Since the early 1980's hydrocarbon finding and development costs measured in $/BOE declined steadily reaching a low in the mid 1990's. This improvement in Capital Efficiency was driven by the adoption of technologies such as PDC bits, improved drilling fluids, and dual activity rigs, which help reduce costs as well as technologies such as horizontal drilling, and advances in well completion technologies which significantly improved well recovery. Additionally, advances in seismic and other exploration technologies significantly improved the exploration success rate and hence increased reserve additions.

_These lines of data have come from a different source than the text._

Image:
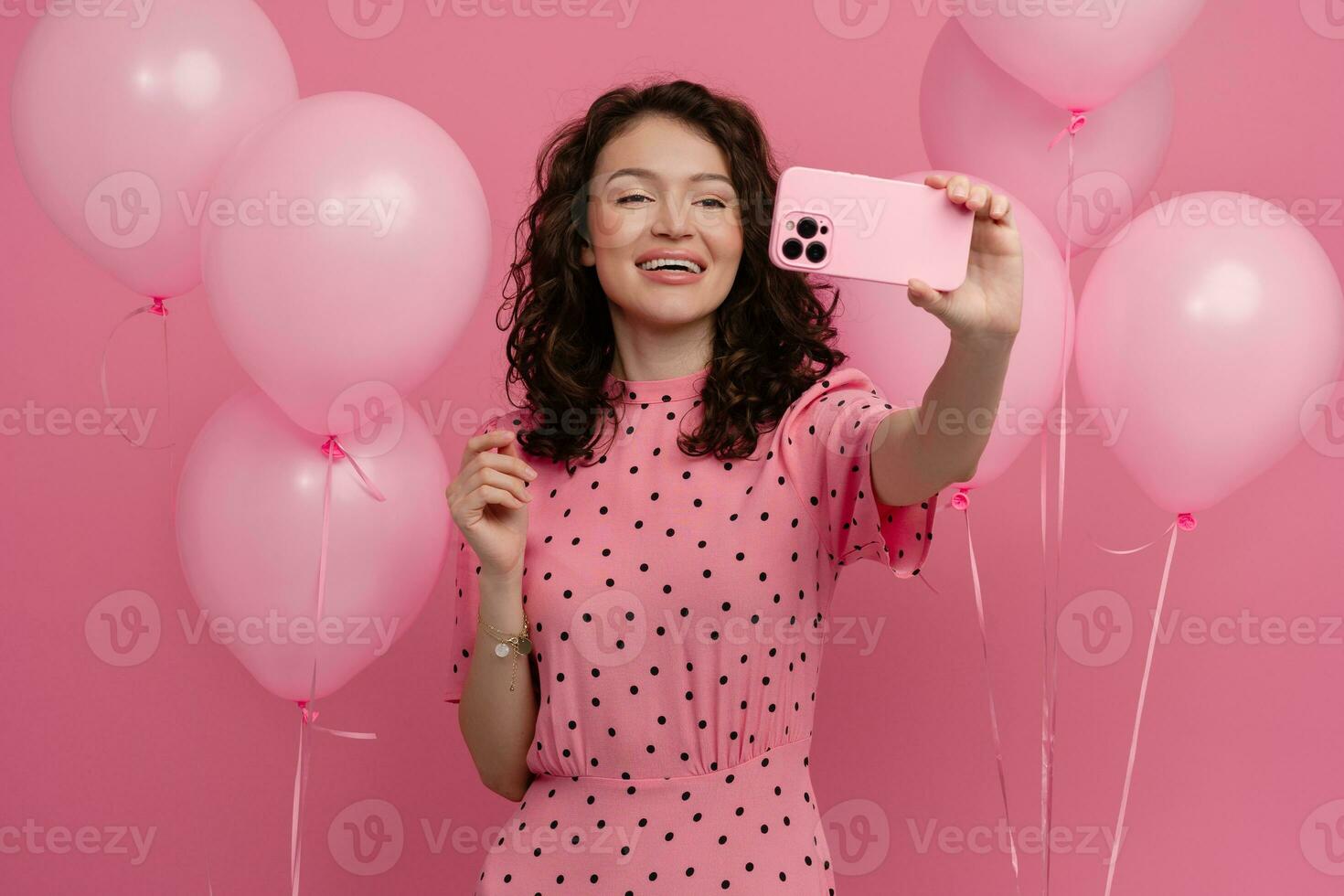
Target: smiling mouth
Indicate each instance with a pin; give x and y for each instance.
(672, 265)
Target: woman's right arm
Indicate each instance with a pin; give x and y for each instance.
(488, 501)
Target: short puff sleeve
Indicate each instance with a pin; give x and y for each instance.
(824, 440)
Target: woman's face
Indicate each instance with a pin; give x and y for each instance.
(667, 234)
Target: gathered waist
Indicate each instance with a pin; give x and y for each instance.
(789, 752)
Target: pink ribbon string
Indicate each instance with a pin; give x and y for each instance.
(156, 306)
(963, 503)
(308, 718)
(1187, 523)
(1050, 689)
(1074, 125)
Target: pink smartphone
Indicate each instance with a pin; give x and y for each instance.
(859, 228)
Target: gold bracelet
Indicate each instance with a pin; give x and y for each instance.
(517, 645)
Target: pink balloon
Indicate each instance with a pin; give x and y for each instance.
(1209, 323)
(1117, 155)
(1080, 55)
(249, 534)
(120, 123)
(902, 347)
(351, 248)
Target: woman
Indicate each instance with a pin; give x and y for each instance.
(649, 547)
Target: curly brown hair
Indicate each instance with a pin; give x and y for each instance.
(772, 335)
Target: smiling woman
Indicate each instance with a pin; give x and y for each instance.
(657, 532)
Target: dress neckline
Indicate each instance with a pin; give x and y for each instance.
(649, 391)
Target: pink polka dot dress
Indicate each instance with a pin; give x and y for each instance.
(679, 609)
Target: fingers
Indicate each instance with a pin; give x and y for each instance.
(484, 443)
(977, 197)
(497, 478)
(479, 497)
(923, 295)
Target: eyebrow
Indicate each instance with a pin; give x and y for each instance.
(651, 175)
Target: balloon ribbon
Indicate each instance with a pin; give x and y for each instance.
(308, 718)
(963, 503)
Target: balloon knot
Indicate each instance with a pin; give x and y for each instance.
(332, 449)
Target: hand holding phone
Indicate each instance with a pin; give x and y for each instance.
(860, 228)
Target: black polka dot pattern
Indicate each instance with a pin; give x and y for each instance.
(679, 609)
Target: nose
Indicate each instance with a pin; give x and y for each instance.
(672, 219)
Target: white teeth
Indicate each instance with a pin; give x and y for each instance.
(672, 262)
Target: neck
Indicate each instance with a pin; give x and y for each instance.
(641, 355)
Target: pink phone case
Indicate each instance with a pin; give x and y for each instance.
(869, 229)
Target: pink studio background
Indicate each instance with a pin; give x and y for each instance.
(1241, 743)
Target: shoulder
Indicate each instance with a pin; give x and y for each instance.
(837, 389)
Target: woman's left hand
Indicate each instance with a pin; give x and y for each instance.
(988, 304)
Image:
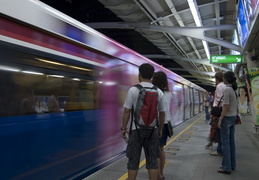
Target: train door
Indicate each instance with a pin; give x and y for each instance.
(191, 102)
(187, 103)
(196, 101)
(177, 111)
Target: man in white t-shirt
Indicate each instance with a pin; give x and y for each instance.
(146, 138)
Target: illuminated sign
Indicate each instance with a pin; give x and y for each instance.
(226, 59)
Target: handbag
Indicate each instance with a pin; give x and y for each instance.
(214, 121)
(170, 129)
(216, 110)
(238, 120)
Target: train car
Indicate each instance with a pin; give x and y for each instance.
(62, 90)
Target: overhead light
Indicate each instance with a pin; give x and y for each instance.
(31, 72)
(198, 22)
(61, 64)
(213, 69)
(56, 76)
(50, 62)
(76, 79)
(194, 10)
(6, 68)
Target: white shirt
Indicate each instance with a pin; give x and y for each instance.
(219, 93)
(167, 98)
(132, 97)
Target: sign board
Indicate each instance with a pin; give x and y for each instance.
(226, 59)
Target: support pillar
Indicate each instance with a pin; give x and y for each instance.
(253, 71)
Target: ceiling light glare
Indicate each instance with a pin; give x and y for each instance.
(76, 79)
(32, 72)
(6, 68)
(56, 76)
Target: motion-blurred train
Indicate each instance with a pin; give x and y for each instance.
(62, 91)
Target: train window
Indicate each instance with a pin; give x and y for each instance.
(34, 85)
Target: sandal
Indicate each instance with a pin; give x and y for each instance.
(223, 171)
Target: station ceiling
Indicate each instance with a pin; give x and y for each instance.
(165, 31)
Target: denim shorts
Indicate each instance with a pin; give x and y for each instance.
(149, 141)
(165, 134)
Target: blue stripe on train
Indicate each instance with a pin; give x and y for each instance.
(48, 145)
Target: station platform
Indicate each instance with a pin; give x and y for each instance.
(188, 159)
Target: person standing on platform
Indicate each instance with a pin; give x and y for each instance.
(243, 102)
(227, 122)
(139, 137)
(220, 87)
(160, 80)
(207, 101)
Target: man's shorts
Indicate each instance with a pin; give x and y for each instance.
(163, 138)
(151, 148)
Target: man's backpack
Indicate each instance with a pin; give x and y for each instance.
(145, 113)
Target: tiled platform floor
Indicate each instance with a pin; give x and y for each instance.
(188, 159)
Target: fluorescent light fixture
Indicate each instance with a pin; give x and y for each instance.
(56, 76)
(83, 69)
(213, 69)
(194, 10)
(60, 64)
(31, 72)
(6, 68)
(51, 62)
(110, 83)
(197, 20)
(206, 47)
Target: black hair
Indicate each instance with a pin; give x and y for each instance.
(231, 79)
(146, 70)
(219, 76)
(160, 80)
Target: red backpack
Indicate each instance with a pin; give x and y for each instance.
(145, 113)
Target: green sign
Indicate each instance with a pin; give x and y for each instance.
(226, 59)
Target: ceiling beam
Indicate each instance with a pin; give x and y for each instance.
(192, 70)
(194, 32)
(180, 58)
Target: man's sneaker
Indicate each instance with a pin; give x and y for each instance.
(208, 145)
(215, 153)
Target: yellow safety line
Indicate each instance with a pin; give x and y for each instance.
(142, 163)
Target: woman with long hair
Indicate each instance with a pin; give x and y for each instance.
(160, 80)
(227, 123)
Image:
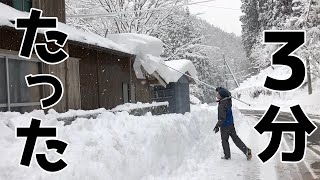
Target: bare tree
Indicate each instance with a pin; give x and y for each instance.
(138, 16)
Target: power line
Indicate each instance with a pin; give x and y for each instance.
(126, 12)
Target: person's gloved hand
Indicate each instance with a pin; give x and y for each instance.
(216, 129)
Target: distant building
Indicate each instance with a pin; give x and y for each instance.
(100, 73)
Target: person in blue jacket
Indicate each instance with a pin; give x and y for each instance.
(226, 125)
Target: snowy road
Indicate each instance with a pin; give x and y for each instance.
(310, 167)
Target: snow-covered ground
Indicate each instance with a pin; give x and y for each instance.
(252, 91)
(122, 146)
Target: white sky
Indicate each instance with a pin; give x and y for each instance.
(226, 19)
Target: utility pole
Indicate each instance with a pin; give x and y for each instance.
(308, 60)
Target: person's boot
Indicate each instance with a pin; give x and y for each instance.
(226, 158)
(249, 154)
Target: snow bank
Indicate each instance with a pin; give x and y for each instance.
(131, 106)
(177, 67)
(146, 48)
(114, 146)
(8, 14)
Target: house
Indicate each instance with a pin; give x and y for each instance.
(100, 73)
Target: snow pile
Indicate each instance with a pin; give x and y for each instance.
(148, 50)
(121, 146)
(175, 70)
(131, 106)
(253, 91)
(8, 14)
(113, 146)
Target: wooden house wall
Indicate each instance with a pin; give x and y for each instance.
(67, 72)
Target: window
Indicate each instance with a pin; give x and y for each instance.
(15, 95)
(21, 5)
(161, 93)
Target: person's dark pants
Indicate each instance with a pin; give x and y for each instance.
(231, 131)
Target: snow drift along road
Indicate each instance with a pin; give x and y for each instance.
(121, 146)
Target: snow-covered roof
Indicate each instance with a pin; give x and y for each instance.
(147, 49)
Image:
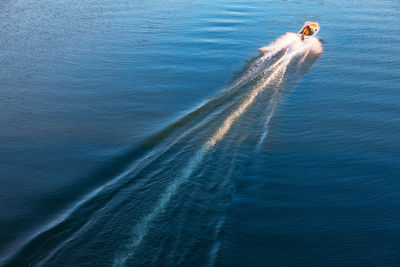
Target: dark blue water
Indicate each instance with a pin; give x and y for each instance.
(156, 133)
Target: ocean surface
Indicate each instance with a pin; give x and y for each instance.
(156, 133)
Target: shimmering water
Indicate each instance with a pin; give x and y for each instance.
(156, 133)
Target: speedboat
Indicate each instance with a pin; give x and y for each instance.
(309, 29)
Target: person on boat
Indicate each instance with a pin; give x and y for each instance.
(307, 31)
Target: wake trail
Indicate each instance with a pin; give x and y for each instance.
(271, 75)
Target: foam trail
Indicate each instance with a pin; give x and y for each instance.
(275, 77)
(268, 52)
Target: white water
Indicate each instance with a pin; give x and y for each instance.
(272, 77)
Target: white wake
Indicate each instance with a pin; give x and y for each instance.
(271, 77)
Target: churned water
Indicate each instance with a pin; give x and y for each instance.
(199, 133)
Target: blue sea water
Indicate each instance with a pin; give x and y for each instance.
(155, 133)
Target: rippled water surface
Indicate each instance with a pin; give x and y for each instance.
(156, 133)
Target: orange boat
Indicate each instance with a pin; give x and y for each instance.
(309, 29)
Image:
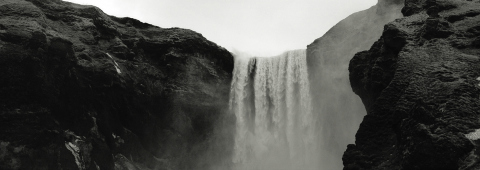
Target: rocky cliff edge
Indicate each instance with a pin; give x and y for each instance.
(83, 90)
(420, 84)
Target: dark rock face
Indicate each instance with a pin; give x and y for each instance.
(420, 85)
(328, 58)
(83, 90)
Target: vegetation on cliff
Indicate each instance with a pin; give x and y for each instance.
(81, 89)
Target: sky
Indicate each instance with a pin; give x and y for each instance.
(256, 27)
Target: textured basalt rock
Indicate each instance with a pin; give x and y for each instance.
(420, 85)
(328, 59)
(83, 90)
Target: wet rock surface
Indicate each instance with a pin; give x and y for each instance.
(420, 85)
(83, 90)
(327, 59)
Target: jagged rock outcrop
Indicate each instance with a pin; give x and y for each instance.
(420, 85)
(328, 59)
(83, 90)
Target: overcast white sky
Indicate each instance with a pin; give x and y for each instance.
(257, 27)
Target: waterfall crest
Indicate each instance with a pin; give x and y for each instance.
(271, 100)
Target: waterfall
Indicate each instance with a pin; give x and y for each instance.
(275, 127)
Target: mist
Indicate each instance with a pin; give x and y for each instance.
(297, 110)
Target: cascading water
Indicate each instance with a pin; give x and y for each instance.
(275, 127)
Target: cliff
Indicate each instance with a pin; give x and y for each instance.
(420, 86)
(83, 90)
(339, 110)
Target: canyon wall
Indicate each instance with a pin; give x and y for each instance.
(420, 86)
(83, 90)
(338, 109)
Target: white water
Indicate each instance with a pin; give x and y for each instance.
(275, 127)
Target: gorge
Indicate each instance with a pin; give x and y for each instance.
(395, 86)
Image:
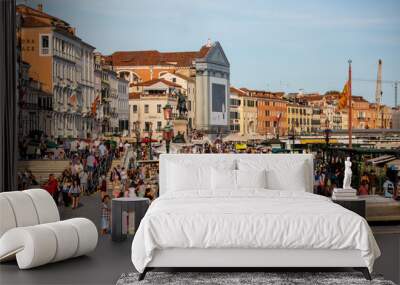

However, since the mid 1990's finding and developing costs have been rising steadily as the rate of discoveries and additions in mature basins decline and fields become smaller resulting in higher costs as more wells and infrastructure are required to exploit these reserves. Furthermore exploration and production activities have moved to ever more demanding regions such as deepwater offshore, and harsh environment areas such as the Arctic requiring ever more costly wells and infrastructure to develop resources in these areas.

Technological innovation drove the improvement in capital efficiency realized during the 1980's and early 1990's. Since then the pace of technological innovation has slowed due in part to the desire to minimize technical and commercial risk as exploration and development activities move to these more demanding environments. The consequence of this is deterioration in capital efficiency. In particular the efforts to control costs have created barriers to the development and application of new drilling technologies which could significantly reduce the current 25 – 30% non productive time experienced drilling wells today.

This paper discusses a phased approach to technology evaluation, development and adoption which seeks to minimize the risks, both technical and economic associated with applying new drilling technologies or innovations.